Menjadi sekretaris seorang Sean selama bertahun-tahun, membuatnya hafal bagaimana kelakuan atasannya itu, apalagi mereka sudah saling mengenal satu sama lain sudah sejak lama. Nindy tertempa, menjadi sekretaris Sean memang harus punya mental baja, kuat, kokoh, dan terpercaya, seperti semen Tiga Ban.

Sean memang CEO yang sudah tidak di ragukan lagi kemampuannya, hanya satu kekurangan Sean, dia selalu mengganggap sesuatu bisa mudah didapatkan dengan uang dan cenderung meremehkan sesuatu. Itulah kenapa dia sampai sekarang masih suka melajang. Bagi Sean, semua orang yang mendekatinya hanya menginginkan uang darinya, tidak lebih. Wanita-wanita yang dekat dengannya bahkan rela melemparkan diri mereka hanya karena uang Sean dan juga kepopulerannya.

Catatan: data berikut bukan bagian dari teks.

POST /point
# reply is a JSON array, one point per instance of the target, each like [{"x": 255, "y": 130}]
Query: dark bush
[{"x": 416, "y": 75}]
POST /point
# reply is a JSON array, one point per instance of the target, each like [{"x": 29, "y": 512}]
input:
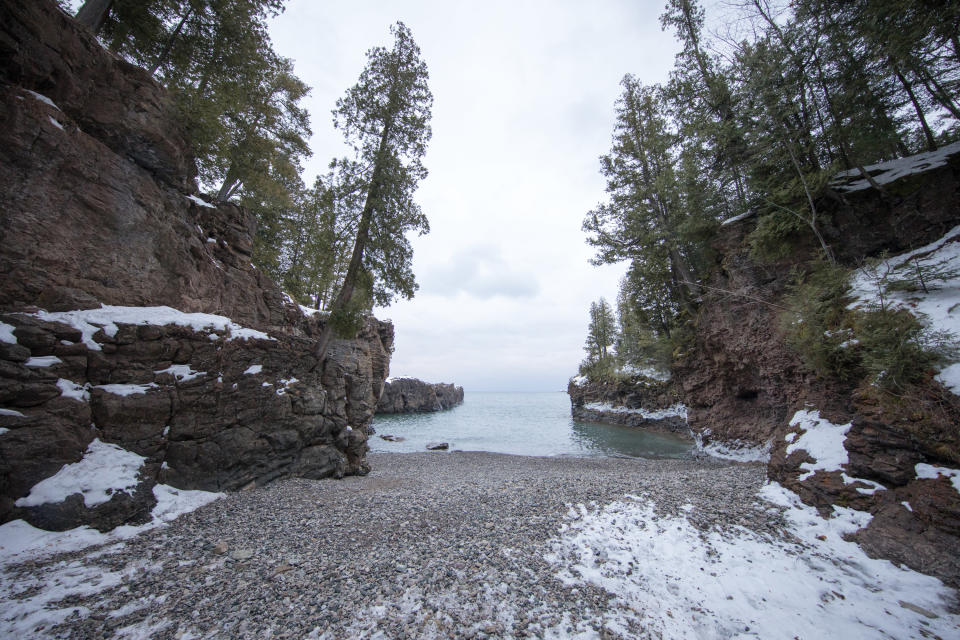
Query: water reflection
[
  {"x": 613, "y": 439},
  {"x": 533, "y": 424}
]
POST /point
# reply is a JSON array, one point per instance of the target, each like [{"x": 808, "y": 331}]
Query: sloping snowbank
[
  {"x": 675, "y": 411},
  {"x": 890, "y": 171},
  {"x": 104, "y": 469},
  {"x": 676, "y": 582}
]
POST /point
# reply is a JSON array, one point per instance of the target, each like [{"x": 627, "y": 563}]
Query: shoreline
[{"x": 429, "y": 544}]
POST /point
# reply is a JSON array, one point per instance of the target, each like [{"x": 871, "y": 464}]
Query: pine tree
[{"x": 385, "y": 118}]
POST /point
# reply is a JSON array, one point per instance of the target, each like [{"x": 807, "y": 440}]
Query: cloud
[{"x": 478, "y": 271}]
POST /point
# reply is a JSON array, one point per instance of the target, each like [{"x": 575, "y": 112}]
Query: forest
[
  {"x": 340, "y": 244},
  {"x": 759, "y": 118}
]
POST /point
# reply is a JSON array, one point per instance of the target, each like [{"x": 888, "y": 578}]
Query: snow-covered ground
[
  {"x": 735, "y": 450},
  {"x": 104, "y": 470},
  {"x": 89, "y": 321},
  {"x": 675, "y": 581}
]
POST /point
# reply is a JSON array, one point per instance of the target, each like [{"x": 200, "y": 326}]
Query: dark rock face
[
  {"x": 636, "y": 402},
  {"x": 99, "y": 209},
  {"x": 741, "y": 381},
  {"x": 409, "y": 395}
]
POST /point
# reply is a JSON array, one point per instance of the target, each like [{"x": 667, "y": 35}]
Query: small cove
[{"x": 532, "y": 424}]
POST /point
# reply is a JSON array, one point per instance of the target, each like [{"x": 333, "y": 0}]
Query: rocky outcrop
[
  {"x": 409, "y": 395},
  {"x": 741, "y": 381},
  {"x": 198, "y": 363},
  {"x": 636, "y": 401}
]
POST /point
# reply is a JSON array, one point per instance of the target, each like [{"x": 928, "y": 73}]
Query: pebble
[{"x": 334, "y": 561}]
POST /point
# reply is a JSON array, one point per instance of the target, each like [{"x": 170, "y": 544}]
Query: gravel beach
[{"x": 427, "y": 545}]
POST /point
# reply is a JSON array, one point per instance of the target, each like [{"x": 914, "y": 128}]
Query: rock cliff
[
  {"x": 130, "y": 310},
  {"x": 636, "y": 401},
  {"x": 742, "y": 382},
  {"x": 409, "y": 395}
]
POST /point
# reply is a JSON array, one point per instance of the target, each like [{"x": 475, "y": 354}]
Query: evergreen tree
[{"x": 385, "y": 118}]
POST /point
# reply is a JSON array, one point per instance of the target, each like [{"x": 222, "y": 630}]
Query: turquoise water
[{"x": 533, "y": 424}]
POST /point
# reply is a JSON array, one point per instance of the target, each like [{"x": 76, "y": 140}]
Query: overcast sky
[{"x": 524, "y": 95}]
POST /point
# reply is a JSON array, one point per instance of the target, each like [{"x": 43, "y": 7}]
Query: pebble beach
[{"x": 426, "y": 545}]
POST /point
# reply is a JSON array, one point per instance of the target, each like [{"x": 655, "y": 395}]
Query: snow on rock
[
  {"x": 950, "y": 377},
  {"x": 70, "y": 389},
  {"x": 104, "y": 470},
  {"x": 887, "y": 172},
  {"x": 6, "y": 333},
  {"x": 675, "y": 582},
  {"x": 182, "y": 372},
  {"x": 822, "y": 439},
  {"x": 42, "y": 98},
  {"x": 29, "y": 603},
  {"x": 734, "y": 450},
  {"x": 930, "y": 472},
  {"x": 676, "y": 411},
  {"x": 42, "y": 361},
  {"x": 89, "y": 321},
  {"x": 127, "y": 389},
  {"x": 200, "y": 202}
]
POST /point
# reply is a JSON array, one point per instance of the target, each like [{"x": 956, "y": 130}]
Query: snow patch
[
  {"x": 822, "y": 439},
  {"x": 70, "y": 389},
  {"x": 89, "y": 321},
  {"x": 929, "y": 472},
  {"x": 286, "y": 384},
  {"x": 182, "y": 372},
  {"x": 676, "y": 411},
  {"x": 42, "y": 98},
  {"x": 742, "y": 216},
  {"x": 104, "y": 470},
  {"x": 127, "y": 389},
  {"x": 42, "y": 361}
]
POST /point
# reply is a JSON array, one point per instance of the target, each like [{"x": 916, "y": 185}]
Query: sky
[{"x": 524, "y": 94}]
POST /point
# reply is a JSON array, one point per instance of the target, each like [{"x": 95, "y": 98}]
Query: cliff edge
[
  {"x": 131, "y": 318},
  {"x": 410, "y": 395}
]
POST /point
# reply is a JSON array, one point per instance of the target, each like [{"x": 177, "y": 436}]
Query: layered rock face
[
  {"x": 198, "y": 362},
  {"x": 409, "y": 395},
  {"x": 741, "y": 381},
  {"x": 637, "y": 402}
]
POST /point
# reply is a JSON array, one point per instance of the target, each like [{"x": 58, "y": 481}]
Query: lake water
[{"x": 534, "y": 424}]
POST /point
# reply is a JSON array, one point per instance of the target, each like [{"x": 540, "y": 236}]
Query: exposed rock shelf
[
  {"x": 639, "y": 401},
  {"x": 410, "y": 395},
  {"x": 199, "y": 363}
]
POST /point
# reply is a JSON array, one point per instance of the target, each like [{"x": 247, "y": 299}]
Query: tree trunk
[
  {"x": 363, "y": 230},
  {"x": 931, "y": 143},
  {"x": 169, "y": 43},
  {"x": 93, "y": 14}
]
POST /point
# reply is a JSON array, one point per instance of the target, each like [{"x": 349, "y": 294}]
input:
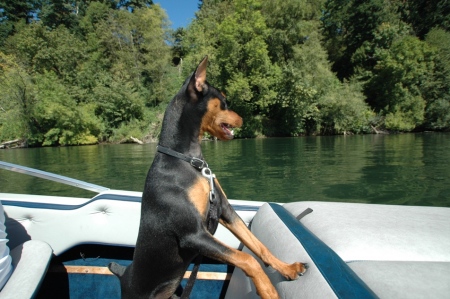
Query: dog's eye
[{"x": 223, "y": 105}]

“Baiklah, besok aku akan datang, jangan sampai kamu melakukan kesalahan apa pun!”

“Sean, kalau aku tidak mengingat bahwa kamu atasanku, sudah pasti, aku akan menghajarmu!” seru Nindy kesal. Sean tertawa tergelak mendengar sahabatnya itu mulai emosi.

“Oh, ya, besok aku ijin pulang duluan, aku harus bertemu dengan temanku yang baru saja, tiba di Paris hari ini.”

“Jangan macam-macam, Nindy. Aku akan mengatakan pada Andrew, kalau kamu punya selingkuhan baru,” canda Sean terkekeh. Dia menggoda Nindy.

“Daripada kamu mengurus urusanku, lebih baik kamu cari kekasih atau calon istri. Mau sampai kapan kamu sendiri. Apa kamu masih mencintai mantan kekasihmu yang selingkuh itu? Aku sungguh tak mengira, sahabatku sekaligus CEO tertampan versi majalah Bubi ini, kalah dengan mantan kekasihnya. Gagal move on!” ejek Nindy terbahak. Sean memang belum bisa melupakan mantan kekasihnya. Padahal jelas-jelas, Sean diselingkuhi di depan mata Sean sendiri. Mungkin karena mereka sudah berpacaran terlalu lama, jadi Sean tidak mudah melupakan mantan kekasihnya itu.

“Kamu ini senang sekali membuat orang membuka luka yang sudah mulai mengering. Aku juga ingin mencari penggantinya Nindy, tapi kamu tahu sendiri, kan, mereka lebih suka menjadi cinta satu malamku saja, ketimbang menjadi kekasihku.” Alasan Sean membuat Nindy mencebik.